Wildcat Campground is a small hike-in campground located in Point Reyes National Seashore near Wildcat Beach in a grassy meadow on a bluff which overlooks the ocean. A small stream that flows into the ocean on the outskirts of the campground, and the nearby Alamere Falls is an amazing 40-foot waterfall, located just a short hike down the beach. Wildcat Camp is accessible from the many miles of trails that criss-cross Point Reyes, but the quickest way to get to it is a 5.6 mile hike on the Coast Trail.
There are five single campsites, and three group campsites at Wildcat Campground. Each campsite has a picnic table and food locker, as well as access to vault toilets. Camping at Wildcat Camp is a backpacking experience, you will need to bring all of your supplies with you including water, and pack out all of your trash. Wood burning and campfires are not allowed in Point Reyes National Seashore, however each campsite comes with a barbecue grill that can be used with charcoal. Alternatively you can use a gas camping stove. Pets are not allowed at Wildcat Camp. A backcountry permit must be obtained in person, prior to camping, from the Bear Valley Visitor’s Center.
Wildcat Campground – Bottom Line
Wildcat Camp is a great backpacking destination for the Bay Area. Depending on which trail you start your camping adventure on, you can either hike just over five miles, or ten to get to the campground, the shortest route is to take Coast Trail from Palomarin. There is not much to the campsites at Wildcat Camp, most of which are just a simple clearing in the meadow, with a table an food locker. There are no trees at Wildcat Camp, and thus no shade, so be prepared for some sun if you go. The beach is easily accessible from all of the campsites, and the walk to Alamere Falls is definitely worth it. The best time to go to Wildcat Camp is early spring, as it is largely empty during this time, and the weather is just warm enough to camp.
The best campsites are 5, 6, and 7, as they are located away from the group campsites up on the bluff that overlooks the ocean, providing some great ocean views. The worst campsites are 4 and 8, and if both are occupied neither would have any privacy. For some reason these two campsites are within feet of each other, as if it was a group campsite that they split in half.

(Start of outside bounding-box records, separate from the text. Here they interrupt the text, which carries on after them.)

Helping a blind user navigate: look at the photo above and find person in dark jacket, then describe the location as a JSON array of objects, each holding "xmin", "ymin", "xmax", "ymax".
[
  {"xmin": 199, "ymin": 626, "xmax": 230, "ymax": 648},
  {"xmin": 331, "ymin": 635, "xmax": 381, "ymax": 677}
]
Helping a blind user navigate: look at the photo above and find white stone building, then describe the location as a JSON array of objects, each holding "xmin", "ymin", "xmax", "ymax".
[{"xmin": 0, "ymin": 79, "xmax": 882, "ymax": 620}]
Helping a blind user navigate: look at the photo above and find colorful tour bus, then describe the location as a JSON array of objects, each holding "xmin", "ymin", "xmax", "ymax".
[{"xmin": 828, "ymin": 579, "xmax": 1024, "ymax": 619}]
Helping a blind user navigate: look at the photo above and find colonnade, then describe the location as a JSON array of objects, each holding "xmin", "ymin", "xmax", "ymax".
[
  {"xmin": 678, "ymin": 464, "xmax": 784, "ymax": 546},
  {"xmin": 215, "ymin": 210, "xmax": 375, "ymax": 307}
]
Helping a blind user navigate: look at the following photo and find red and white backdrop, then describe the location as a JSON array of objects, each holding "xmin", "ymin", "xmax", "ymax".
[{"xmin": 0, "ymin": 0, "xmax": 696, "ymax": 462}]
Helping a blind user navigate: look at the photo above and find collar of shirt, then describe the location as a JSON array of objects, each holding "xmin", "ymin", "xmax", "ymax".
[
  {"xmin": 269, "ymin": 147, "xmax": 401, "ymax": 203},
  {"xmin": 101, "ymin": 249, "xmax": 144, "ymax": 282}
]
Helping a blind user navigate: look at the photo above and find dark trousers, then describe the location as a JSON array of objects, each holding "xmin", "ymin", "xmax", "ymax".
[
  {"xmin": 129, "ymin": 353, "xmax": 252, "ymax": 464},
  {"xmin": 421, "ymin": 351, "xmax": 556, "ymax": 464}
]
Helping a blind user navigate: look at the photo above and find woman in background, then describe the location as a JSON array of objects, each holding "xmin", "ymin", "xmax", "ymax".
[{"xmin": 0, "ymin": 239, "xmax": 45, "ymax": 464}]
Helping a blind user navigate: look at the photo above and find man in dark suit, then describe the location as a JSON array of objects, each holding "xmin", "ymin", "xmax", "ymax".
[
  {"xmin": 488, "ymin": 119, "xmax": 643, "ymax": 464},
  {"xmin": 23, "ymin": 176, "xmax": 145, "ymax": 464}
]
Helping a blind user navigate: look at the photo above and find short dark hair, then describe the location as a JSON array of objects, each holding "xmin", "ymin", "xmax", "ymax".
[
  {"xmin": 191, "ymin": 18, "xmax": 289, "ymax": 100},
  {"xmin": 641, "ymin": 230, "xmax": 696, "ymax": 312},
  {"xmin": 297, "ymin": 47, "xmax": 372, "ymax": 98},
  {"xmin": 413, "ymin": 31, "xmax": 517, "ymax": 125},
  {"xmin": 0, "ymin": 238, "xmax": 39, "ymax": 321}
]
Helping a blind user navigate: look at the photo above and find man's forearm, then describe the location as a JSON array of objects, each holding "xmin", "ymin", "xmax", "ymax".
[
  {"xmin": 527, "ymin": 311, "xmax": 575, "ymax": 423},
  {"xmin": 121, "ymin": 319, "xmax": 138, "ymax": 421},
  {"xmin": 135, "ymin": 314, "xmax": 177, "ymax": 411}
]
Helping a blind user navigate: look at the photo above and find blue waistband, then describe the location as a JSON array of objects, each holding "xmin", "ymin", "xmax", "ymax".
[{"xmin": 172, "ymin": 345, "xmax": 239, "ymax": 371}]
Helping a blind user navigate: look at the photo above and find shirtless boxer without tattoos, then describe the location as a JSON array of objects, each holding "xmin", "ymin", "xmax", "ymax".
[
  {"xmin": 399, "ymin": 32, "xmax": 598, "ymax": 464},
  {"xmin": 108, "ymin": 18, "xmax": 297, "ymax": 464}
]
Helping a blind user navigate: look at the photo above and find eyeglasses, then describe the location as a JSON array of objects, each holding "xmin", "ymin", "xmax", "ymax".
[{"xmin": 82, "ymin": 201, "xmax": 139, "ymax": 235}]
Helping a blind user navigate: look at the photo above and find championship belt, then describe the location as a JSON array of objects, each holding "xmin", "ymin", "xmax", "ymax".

The bottom line on Wildcat Camp, is if you are looking for a relatively easy backpacking experience at the beach, this is a great place. If you are looking for a shaded, wooded campground, this is not it, try Glenn Camp, which is also in Point Reyes.
Wildcat Campground Features
|Number of Campsites:||8 campsites – 3 group campsites & 5 individual campsites|
|Drinking Water:||Non dependable – Bring your own water|
|Cell Phone Service:||None|
|Operating Season:||Campground open year-round|
|Geo Coordinates:||37.970428, -122.790464|
|Nearest City/Town:||Point Reyes Station, California|
|Location:||Marin County, California|
|Paved Road Access:||No|
|Proximity to Stores:||Point Reyes Station, CA is about 12 miles away|
|Directions:||From Highway 101 in Marin take the Sir Francis Drake/San Anselmo exit and drive to the town of Olema, which is about 20 miles away on Highway 1. Turn left onto Highway 1 and drive about 9 miles to Olema-Bolinas Road, and turn right and then drive a further 1.5 miles to Mesa Road and turn right. Drive for 6 miles to the parking area at Palomarin Trailhead. To access Wildcat Camp, hike 5.6 miles on the Coast Trail.|
|Web:||Point Reyes National Seashore Campgrounds Website||Twitter:|
|Reservations:||Online Campsite Reservations|
When To Go
What To Do
Hiking – There are miles and miles of hiking trails in Point Reyes National Seashore that are reachable from Wildcat Camp.